Con la piccola differenza che Putin dispone di un giocattolo costituito da cinquemila testate nucleari, che potrebbero distruggere il mondo non una, ma cento volte.

Il tema è evidentemente delicatissimo, ne va della vita di tutti noi.

Come Giano Bifronte c’è il rovescio della medaglia, e cioè la grande, indiscutibile cultura russa.

Ricorderò i miei maestri:

– Dostoevskij, quello di “Delitto e Castigo”, de “I demoni”, de “ I fratelli Karamazov”, de “Il giocatore”, l’alfa ed omega della mia esperienza letteraria.

– Tolstoj, non solo quello di “Guerra e Pace”, ma anche quello di “Resurrezione”.

– Turgenev, “Le memorie di un cacciatore”.

Questi sono piccoli excerpta di una collezione formidabile, ma ci sono i grandi poeti, quali Puskin e nel nostro secolo Anna Achmatova e soprattutto Majakovskij.

Da non dimenticare evidentemente i grandi artisti ed i musicisti quali: Musorgskij, Rachmaninoff e Stravinskij.

Un piccolo nucleo di uomini che hanno dato una grande spinta all’Umanità.

Cosa vogliamo dire? Che ci sono i due piatti della bilancia? E che male e bene si equivalgono?

Non è così, solo che la russofobia di quest’ultimo anno mi disturba molto, perché non sa riconoscere distintamente le cose e fa di tutte le erbe un fascio.

Io direi che per conoscere veramente l’anima russa bisogna guardare e riguardare i film di un grande regista, Andrej Tarkovskij, a cui ho dedicato alcuni anni fa un saggio (che vi consiglio di leggere), che mi ha aperto le porte di quest’anima con un opportuno gioco di specchi.

Tutti i suoi film, da “Andrej Rublev”, un atroce mondo medioevale assediato da Tatari feroci e principi corrotti, a “Solaris”, questo magma capace di riprodurre le sembianze di chi gli è prossimo, sino all’infinitamente grande “Stalker”, tanto poetico da essere quasi ineffabile, tutto, ripeto tutto allude alla Zemlja, la terra originaria russa, quella a cui il cuore e la mente di Tarkovskij sono indissolubilmente legati.

La Russia si è sentita sempre assediata e minacciata dall’Occidente, dall’epoca di Alexander Nevskij, alle lotte contro i cavalieri teutonici, attraverso le battaglie di Pietro il Grande contro gli Svedesi, sino alla massiccia invasione di Napoleone nel 1812.

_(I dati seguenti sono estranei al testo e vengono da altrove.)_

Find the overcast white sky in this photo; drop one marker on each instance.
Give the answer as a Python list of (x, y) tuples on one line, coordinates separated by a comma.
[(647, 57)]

Ma la guerra più spaventosa che ha dovuto subire è stata quella del ‘41-’45, quando le armate germaniche avevano ben chiaro un piano di annientamento, disponendo dei migliori soldati, ufficiali, generali e di un armamento superlativo.

Ma non è bastato: e tutto il popolo sovietico si è sollevato come un sol uomo, sino a riportare la guerra alle sue fonti, a Berlino.

Un grande storico americano Taylor sosteneva che negli ultimi due anni del conflitto l’ottanta per cento delle risorse tedesche fossero riversate sul fronte orientale; e questo la dice lunga sul peso formidabile dell’Armata Rossa nella Seconda Guerra Mondiale.

Amerei terminare il mio intervento ricordando un gioiello della letteratura sovietica : “Il placido Don” di Solochov, in cui il cosacco protagonista, che ha attraversato tutte le fasi della Prima Guerra Mondiale e poi della guerra civile, ritorna al suo villaggio dopo anni pronto a ricominciare una nuova vita sotto il nuovo regime, che ha lungamente combattuto.

Ecco, cerchiamo di trasformare i grandi fiumi della Russia meridionale, in cui ex militari invece di uccidersi vicendevolmente possano andare a pescare con i loro figli o i loro nipoti.